Il bagno esterno
Ricordo ancora la data: giovedì, primo Marzo, anno duemiladiciotto. Avevo tredici anni. Claudia, mia madre, stava guardando la tivù. Era nota in tutto il quartiere: l’unica prostituta a domicilio nel giro di chilometri. Non diceva una parola; umettava le dita dei piedi e passava lo smalto sulle unghie avvolte in un fazzoletto. Mi chiese di portarle un lattina di coca cola. Distese le cosce sul cuscino del divano, sbottonò la minigonna e si massaggiò il ventre scoperto. A un tratto, il campanello di casa squillò. Raggiunsi la cucina e mi nascosi dietro lo stipite per spiare la scena: lei si avvicinò, in punta di piedi, all’ingresso. Michele, sulla trentina, nerboruto, giacca di pelle e t-shit infilata nel jeans, le afferrò il culo e le infilò delle banconote nel taschino posteriore della minigonna.
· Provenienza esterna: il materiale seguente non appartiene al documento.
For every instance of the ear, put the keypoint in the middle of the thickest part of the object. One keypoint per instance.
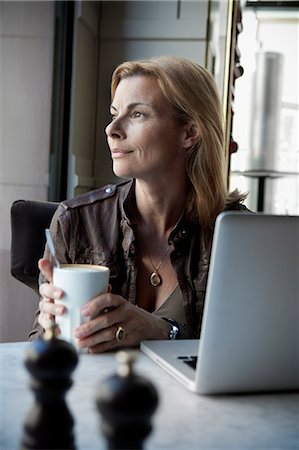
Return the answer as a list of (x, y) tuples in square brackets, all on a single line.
[(191, 136)]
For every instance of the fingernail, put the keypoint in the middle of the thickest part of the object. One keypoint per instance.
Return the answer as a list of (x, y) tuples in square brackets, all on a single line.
[(78, 333), (85, 311), (57, 294), (60, 310)]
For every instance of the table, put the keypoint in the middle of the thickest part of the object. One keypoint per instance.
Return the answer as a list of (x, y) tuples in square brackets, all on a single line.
[(183, 420)]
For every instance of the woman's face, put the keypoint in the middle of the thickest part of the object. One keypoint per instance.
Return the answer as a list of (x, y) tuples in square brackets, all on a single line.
[(144, 139)]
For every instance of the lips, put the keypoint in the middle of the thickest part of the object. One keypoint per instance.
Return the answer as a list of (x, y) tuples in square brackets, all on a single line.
[(119, 153)]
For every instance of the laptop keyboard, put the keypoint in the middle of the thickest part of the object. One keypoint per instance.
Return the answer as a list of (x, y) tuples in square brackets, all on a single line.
[(190, 360)]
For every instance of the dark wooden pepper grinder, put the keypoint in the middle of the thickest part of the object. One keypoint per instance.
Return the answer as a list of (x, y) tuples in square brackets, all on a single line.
[(49, 423), (126, 402)]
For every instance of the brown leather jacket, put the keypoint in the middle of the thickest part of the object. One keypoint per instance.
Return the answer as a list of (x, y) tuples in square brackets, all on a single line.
[(94, 228)]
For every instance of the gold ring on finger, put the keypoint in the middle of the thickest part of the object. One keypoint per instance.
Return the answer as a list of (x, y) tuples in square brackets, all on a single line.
[(120, 334)]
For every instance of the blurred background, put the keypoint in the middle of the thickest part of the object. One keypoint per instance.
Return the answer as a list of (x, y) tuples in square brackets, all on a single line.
[(56, 60)]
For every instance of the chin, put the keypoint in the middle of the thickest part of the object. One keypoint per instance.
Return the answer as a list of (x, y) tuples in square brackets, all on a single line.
[(122, 172)]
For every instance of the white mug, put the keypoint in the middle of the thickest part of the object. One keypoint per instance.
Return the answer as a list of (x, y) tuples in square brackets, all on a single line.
[(80, 283)]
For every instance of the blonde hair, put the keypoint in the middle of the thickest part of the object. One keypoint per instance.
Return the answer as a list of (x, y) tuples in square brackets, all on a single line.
[(191, 91)]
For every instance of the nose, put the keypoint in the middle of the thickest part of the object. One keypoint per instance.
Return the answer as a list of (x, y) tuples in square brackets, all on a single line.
[(114, 129)]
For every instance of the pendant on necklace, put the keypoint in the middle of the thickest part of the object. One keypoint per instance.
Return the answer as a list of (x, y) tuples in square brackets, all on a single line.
[(155, 279)]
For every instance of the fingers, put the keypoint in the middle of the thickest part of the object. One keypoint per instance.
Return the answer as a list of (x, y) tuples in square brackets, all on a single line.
[(101, 303)]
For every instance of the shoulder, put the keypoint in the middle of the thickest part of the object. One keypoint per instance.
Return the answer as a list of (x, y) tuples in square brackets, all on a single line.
[(113, 191)]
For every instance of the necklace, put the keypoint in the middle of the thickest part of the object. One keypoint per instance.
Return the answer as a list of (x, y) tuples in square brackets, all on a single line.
[(155, 278)]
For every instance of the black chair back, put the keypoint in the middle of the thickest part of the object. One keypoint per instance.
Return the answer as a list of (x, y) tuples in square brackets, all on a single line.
[(28, 222)]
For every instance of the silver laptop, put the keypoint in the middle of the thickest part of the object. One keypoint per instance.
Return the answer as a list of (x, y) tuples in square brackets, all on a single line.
[(250, 331)]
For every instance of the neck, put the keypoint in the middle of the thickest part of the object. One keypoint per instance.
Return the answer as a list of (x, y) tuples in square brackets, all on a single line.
[(159, 208)]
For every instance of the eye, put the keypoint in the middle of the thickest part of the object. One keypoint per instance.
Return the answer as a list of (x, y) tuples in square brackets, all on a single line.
[(136, 114)]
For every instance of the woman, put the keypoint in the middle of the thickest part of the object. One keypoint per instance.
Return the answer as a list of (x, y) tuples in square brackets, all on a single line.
[(153, 231)]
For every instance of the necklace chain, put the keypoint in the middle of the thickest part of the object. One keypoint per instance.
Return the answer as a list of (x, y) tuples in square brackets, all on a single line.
[(155, 278)]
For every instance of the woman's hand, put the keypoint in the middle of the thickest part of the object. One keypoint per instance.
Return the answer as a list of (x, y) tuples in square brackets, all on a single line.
[(108, 312), (49, 293)]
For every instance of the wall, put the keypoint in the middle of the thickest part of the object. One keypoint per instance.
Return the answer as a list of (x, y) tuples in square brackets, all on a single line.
[(26, 53)]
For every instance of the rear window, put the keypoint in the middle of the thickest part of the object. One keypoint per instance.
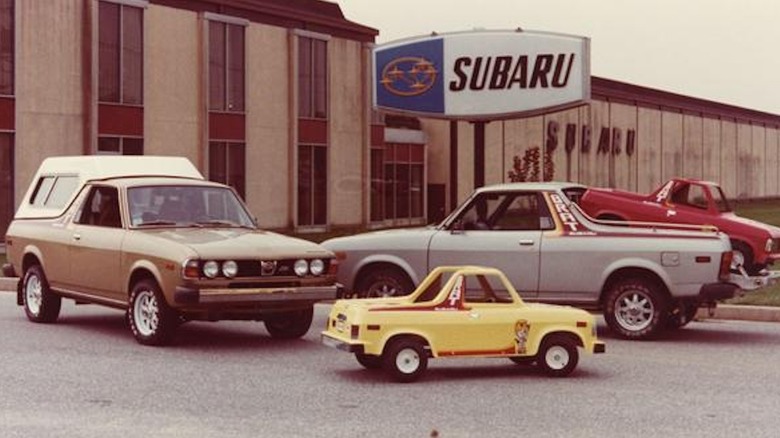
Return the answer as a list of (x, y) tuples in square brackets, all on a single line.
[(54, 191)]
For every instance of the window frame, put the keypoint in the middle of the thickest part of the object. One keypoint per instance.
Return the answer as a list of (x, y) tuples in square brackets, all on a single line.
[(226, 105), (120, 67)]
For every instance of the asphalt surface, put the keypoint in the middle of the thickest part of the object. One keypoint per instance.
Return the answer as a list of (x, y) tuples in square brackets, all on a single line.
[(85, 376)]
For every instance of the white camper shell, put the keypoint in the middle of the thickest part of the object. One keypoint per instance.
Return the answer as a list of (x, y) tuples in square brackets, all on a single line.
[(59, 179)]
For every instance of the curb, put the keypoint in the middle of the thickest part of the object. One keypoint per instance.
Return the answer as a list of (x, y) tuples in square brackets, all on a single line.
[(723, 311)]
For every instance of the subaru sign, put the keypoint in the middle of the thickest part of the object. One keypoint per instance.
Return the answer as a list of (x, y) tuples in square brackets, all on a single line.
[(482, 74)]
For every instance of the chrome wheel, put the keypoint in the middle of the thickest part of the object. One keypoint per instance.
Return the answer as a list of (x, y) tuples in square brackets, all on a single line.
[(146, 313), (557, 357), (634, 310), (34, 294), (407, 361)]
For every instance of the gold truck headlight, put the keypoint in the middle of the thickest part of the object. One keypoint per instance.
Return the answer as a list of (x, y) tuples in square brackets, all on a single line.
[(301, 267), (230, 269), (211, 269), (317, 267)]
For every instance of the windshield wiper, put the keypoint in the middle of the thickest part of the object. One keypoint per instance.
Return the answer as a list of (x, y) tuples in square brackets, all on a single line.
[(157, 222), (220, 223)]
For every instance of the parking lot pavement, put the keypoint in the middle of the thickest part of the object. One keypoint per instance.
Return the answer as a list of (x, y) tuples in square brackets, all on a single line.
[(723, 311)]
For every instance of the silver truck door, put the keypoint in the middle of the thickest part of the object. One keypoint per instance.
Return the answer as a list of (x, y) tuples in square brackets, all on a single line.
[(498, 229)]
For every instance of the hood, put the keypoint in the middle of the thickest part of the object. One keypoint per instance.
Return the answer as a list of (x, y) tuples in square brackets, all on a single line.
[(771, 229), (388, 238), (239, 243)]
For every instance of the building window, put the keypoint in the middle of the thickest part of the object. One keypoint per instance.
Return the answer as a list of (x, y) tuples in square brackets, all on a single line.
[(120, 53), (312, 78), (226, 67), (403, 169), (120, 146), (312, 185), (7, 47), (227, 164)]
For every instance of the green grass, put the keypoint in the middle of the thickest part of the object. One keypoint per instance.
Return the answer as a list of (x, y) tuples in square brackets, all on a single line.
[(767, 212)]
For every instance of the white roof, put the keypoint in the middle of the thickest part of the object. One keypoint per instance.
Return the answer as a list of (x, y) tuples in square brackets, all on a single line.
[(92, 167), (99, 167)]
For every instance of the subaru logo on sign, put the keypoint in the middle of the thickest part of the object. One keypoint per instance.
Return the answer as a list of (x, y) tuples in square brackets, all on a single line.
[(484, 74)]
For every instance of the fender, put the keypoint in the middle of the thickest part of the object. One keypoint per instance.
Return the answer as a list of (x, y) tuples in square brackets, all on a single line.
[(636, 263), (386, 259)]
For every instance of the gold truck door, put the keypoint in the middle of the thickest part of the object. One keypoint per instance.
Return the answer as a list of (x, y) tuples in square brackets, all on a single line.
[(96, 244)]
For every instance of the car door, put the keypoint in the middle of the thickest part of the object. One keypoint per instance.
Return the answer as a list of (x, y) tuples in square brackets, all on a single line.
[(497, 229), (96, 243), (483, 323)]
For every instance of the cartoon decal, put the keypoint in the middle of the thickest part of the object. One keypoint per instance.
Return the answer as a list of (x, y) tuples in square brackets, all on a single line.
[(522, 327), (454, 300), (571, 225)]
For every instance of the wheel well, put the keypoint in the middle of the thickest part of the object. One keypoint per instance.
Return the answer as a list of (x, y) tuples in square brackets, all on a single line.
[(625, 273), (138, 275), (576, 340), (29, 260), (426, 345)]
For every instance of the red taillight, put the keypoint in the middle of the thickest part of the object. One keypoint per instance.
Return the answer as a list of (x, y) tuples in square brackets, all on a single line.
[(725, 265)]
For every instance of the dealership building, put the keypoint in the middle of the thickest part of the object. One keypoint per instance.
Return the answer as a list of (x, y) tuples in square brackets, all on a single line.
[(276, 98)]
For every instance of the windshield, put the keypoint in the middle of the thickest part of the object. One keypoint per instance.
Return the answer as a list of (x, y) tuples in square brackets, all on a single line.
[(186, 205), (720, 199)]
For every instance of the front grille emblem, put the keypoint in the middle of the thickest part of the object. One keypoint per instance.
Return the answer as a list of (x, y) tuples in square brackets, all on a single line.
[(267, 268)]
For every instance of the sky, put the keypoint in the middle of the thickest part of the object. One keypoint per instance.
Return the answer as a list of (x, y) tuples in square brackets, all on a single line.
[(726, 51)]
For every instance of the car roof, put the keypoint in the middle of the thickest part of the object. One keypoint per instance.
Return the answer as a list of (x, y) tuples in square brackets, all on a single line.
[(532, 186)]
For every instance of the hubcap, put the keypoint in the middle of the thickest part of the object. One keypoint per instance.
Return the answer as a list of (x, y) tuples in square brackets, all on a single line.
[(34, 292), (557, 357), (738, 260), (383, 290), (146, 313), (634, 311), (407, 361)]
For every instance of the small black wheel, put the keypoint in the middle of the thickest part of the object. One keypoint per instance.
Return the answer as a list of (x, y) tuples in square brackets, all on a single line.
[(635, 308), (558, 355), (743, 256), (290, 325), (682, 315), (384, 282), (40, 303), (405, 359), (151, 320), (369, 361)]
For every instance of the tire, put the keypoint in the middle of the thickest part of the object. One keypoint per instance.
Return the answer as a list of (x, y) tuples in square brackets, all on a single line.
[(635, 308), (681, 315), (743, 255), (558, 356), (405, 360), (384, 282), (40, 303), (151, 321), (290, 325), (369, 361)]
Era ritornato a portarle i soldi dopo aver consumato l’amplesso in mattinata: quanta premura! Le sussurrò qualcosa all’orecchio e lei rise. Non so come, ma riuscì a vedermi e fui costretta a salutarlo. Prima di andarsene, mi ricordò che presto avrei avuto un bel culo proprio come quello di mia madre. Che stronzo! Claudia si voltò e accennò un ghigno smaliziato. Fu in quel momento che capii cosa dovevo fare. Sventolò la banconota da cinquanta euro e mi ordinò la solita spesa. Le urlai vaffanculo! che questa volta ci andasse lei; non ne potevo più di vivere in quella montagna di merda. Lei mi schiaffeggiò, un colpo che mi sconquassò la mascella. Mi disse che le dovevo tutto. La guancia indolenzita pulsava ma riuscii a trattenere la lacrime.
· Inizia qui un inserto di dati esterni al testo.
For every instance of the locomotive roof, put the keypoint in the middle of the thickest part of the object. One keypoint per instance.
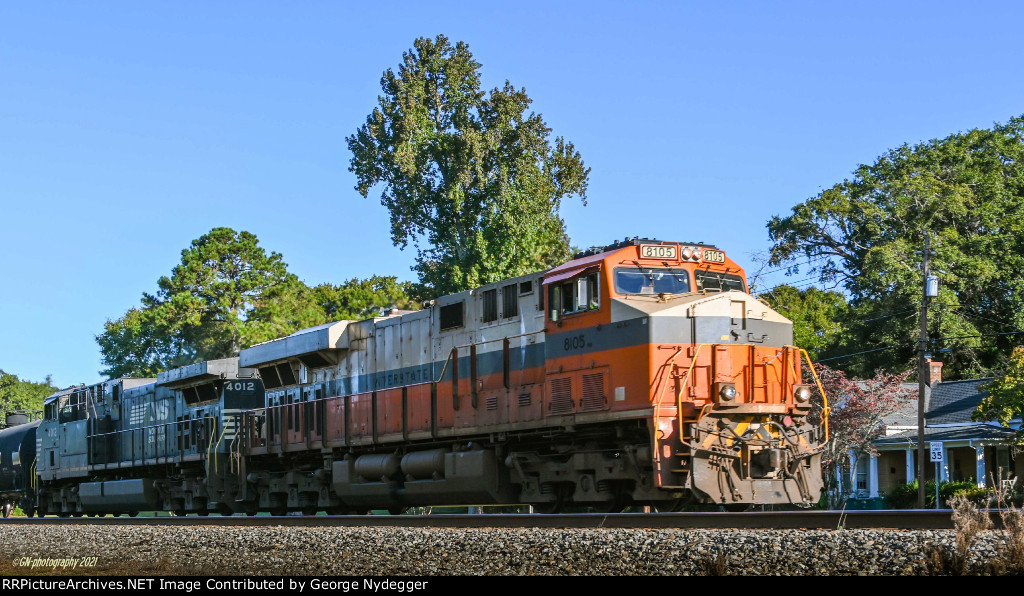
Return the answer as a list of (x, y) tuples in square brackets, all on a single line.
[(636, 241), (61, 393)]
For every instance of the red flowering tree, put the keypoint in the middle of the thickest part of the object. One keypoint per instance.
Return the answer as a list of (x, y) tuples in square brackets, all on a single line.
[(858, 409)]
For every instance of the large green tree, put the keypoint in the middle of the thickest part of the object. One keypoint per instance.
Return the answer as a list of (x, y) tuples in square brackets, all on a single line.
[(866, 235), (357, 299), (18, 394), (470, 178), (227, 293), (818, 317), (1005, 401)]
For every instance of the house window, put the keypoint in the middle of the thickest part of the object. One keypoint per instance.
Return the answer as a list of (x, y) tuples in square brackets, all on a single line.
[(510, 301), (451, 315), (860, 481), (489, 305)]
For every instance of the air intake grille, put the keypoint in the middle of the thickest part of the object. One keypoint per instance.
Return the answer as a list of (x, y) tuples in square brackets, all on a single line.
[(593, 391), (561, 395)]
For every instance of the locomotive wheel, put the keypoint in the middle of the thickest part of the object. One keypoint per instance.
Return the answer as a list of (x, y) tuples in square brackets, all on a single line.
[(561, 493), (737, 507)]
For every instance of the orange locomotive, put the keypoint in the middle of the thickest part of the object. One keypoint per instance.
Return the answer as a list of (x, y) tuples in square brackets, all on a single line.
[(639, 374)]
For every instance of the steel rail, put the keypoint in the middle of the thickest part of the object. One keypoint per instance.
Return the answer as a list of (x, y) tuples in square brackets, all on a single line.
[(890, 519)]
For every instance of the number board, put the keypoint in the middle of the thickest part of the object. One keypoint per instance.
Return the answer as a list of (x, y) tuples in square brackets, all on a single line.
[(714, 256), (659, 251)]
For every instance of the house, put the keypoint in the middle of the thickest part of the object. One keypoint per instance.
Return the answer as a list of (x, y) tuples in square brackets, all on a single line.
[(979, 451)]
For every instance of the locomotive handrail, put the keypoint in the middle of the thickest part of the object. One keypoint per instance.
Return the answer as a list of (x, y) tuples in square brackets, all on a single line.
[(825, 411), (657, 406), (689, 373)]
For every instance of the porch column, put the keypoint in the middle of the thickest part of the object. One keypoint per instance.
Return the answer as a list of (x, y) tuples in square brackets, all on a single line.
[(853, 472), (979, 473), (944, 466), (872, 476)]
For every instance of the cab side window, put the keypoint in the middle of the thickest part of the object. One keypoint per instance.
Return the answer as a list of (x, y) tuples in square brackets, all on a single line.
[(578, 295)]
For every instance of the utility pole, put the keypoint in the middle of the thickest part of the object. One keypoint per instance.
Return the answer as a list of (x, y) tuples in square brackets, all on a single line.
[(923, 375)]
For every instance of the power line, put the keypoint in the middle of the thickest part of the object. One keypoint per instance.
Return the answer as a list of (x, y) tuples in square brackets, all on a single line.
[(888, 347)]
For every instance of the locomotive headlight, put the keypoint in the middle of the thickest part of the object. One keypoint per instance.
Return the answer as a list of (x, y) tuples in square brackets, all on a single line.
[(802, 394), (726, 392)]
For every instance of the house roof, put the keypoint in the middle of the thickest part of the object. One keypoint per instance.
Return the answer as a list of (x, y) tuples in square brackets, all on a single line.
[(966, 432), (953, 401)]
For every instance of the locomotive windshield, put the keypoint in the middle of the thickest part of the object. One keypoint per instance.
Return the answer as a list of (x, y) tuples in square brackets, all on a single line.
[(715, 282), (648, 281)]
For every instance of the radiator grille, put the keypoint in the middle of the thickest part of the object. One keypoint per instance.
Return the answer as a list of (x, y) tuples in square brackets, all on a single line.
[(593, 391), (561, 395)]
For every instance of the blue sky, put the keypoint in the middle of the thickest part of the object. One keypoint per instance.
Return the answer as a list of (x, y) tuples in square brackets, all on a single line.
[(127, 129)]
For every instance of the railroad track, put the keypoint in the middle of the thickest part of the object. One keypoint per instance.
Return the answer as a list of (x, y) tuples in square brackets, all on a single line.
[(902, 519)]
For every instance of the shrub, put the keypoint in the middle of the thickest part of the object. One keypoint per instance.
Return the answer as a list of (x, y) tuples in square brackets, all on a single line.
[(905, 496)]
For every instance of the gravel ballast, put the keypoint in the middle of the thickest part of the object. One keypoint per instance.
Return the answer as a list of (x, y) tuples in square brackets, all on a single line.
[(390, 551)]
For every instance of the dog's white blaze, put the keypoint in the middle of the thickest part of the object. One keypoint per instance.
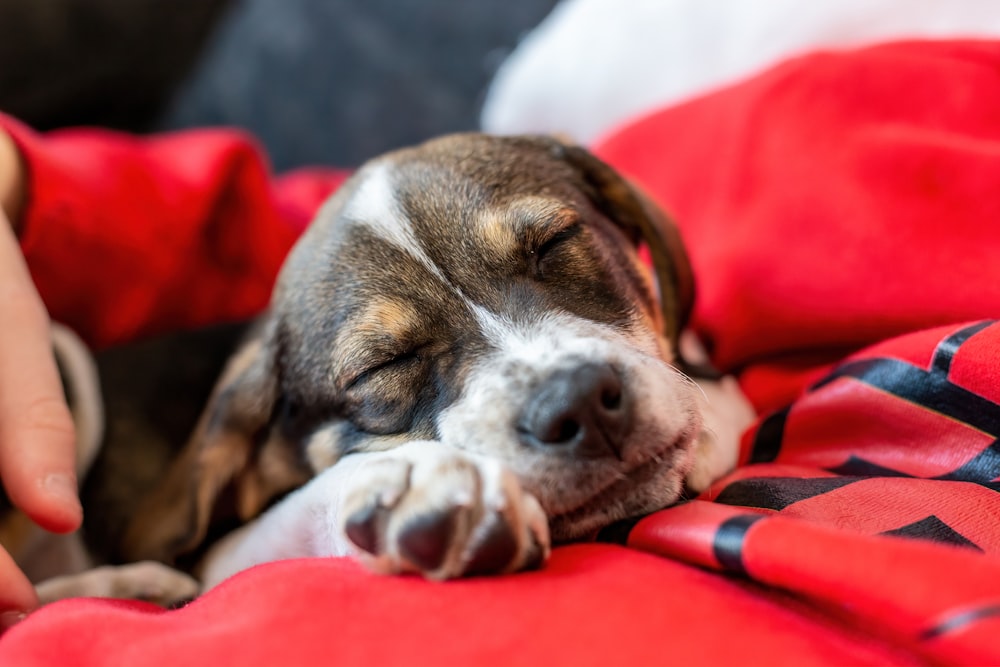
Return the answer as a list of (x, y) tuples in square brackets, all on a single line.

Così, andai nel cortile del mio palazzo. Rifiuti e sterpaglie infestavano le aiuole; auto e motorini parcheggiati all’esterno accompagnavano una lunga fila di uomini. Tutti aspettavano il loro turno. Toccò a me, e la voce, al di là della porta blindata, era quella di Giuseppe. Mi teneva in grembo quando ero piccola, prima che sperimentasse l’eroina e l’abisso della povertà. Sussurrai: “due grammi da venticinque”, lui inserì la dose, avvolta nella carta argentata, in una fessura d’acciaio. Fu allora che il suono delle sirene riecheggiò nel cortile. Una voltante dei carabinieri entrò nel parco; i motori delle auto rombarono, le persone sciamarono in mille direzioni: caos totale. Giuseppe, al di là della porta, urlò ai suoi di disperdersi nel palazzo. Persi il controllo del mio corpo e scappai; un nodo alla gola mi impediva di respirare. Raggiunsi il primo piano ma sapevo che non potevo fermarmi. La seconda rampa di scale conduceva al mio appartamento. Le gocce di sudore scendevano copiose sul viso. Picchiai con il pungo chiuso contro la porta di casa; uno, due, tre colpi. Urlai: mamma apri, cazzo, fai presto! Non ci fu alcuna risposta. Dal piano terra, i carabinieri gridavano: “fermi, che nessuno si muova!”. Notai, allora, il bagno esterno del ballatoio, ormai in disuso. Mi intrufolai nel primo cesso disponibile e chiusi la porta. Mi sedetti sul water con la gonna tirata su e le mutandine abbassate anche se non avevo il minimo stimolo fisiologico. Soffocai un grido di paura nel palmo della mano e rimasi in silenzio. Poi una porta sbatté. Chiusi gli occhi, i passi nel corridoio mi opprimevano e il clamore che saliva dal cortile era incessante. Il rumore di scarponi si fece sempre più vicino e poi una voce che diceva “libera tu questo cesso”. Sollevai i piedi come una ballerina, con le mutande avvinghiate alle caviglie agganciate alle converse rosse. Cadde un silenzio tombale. Sussultai e un uomo aprì la porta del bagno. Aveva un volto familiare, ossuto e cinereo, come tutti quegli uomini cresciuti nel parco. Ci guardammo negli occhi e poi calò il buio. Non ricordo più nulla. Cominciava ad annottare quando uscii. Il basso ventre mi faceva male. Mi arrampicai all’unica finestrella e guardai fuori. Un vento gelido penetrò nel bagno. Mi sfilai le scarpe, calpestai le piastrelle gelate e me ne andai. Fu allora che capii che non avevo scelta: scappare per sempre o trattenere le lacrime, ancora e ancora.